Once you’ve aimed for the face, you need to align your body so that your feet, knees, hips, and shoulders are parallel to your target line. It might not look parallel at first, but that’s why it’s so important to practice it – to train your eye to properly align your body.

5. Use your lead shoulder

Some golfers often find it helpful to use their lead shoulder to learn how to aim. Ask yourself, “Where is my main shoulder in relation to my target?” »

For me, when I’m aiming correctly, I know that my lead shoulder looks like about 10 yards to the left of the target. Find small visual cues that can help improve your aim and help you focus on the pins.

6. Choose an intermediate target

Many golfers use an intermediate target, which is a place between their golf ball and their target. Based on this theory, it’s easier to aim for something close than far.

If you stand directly behind your golf ball, you can choose a spot on the ground a few feet from your ball but aligned with your target, and focus on aiming for the clubface. This can be especially useful when you have hazards in your path, where your aim needs to be more specific.

7. Use angles off the tee

It might be a bit counter-intuitive, but using smart angles on tees can help you aim well and line up well. Remember to play on the side of trouble. So if danger is on the right side of the hole, for example, moving to the right side of the tee box and aiming away from the problem can help keep you safe.

8. Don’t forget to watch!

So many of my students who think they can’t aim, I could say, do not do objective. This is because they spend all their time looking at the golf ball.

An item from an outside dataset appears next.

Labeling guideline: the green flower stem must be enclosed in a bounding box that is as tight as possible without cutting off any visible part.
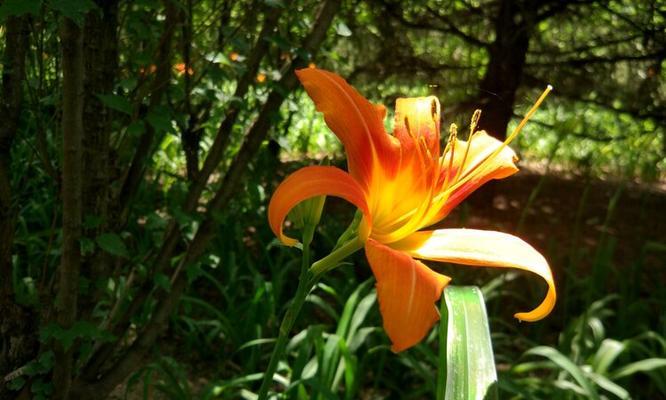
[258,226,320,400]
[310,236,363,275]
[258,231,363,400]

Those who are best at aiming usually look between the ball and the target several times during the set-up routine. Just watch the best players in the world. Often they will…

  1. Look at the target
  2. Define the clubface
  3. Look at the target
  4. Set up their feet
  5. Look at the target one last time
  6. Swing

9. Adjust the day

Some days are better than others. All golfers know this. As you warm up on the range, be prepared to change your aim depending on the bullet flight you see that day. If you slice the ball, you may not be able to fix your mechanics to return to your typical ball flight, so adjust your aim accordingly until you can get back to the range.

10. You have to earn it

Being good at aiming is a skill that has to be earned, and your attitude can often be the biggest obstacle. So many golfers take the right aim for granted. Recognize that you need to practice it, with feedback, in order to improve it.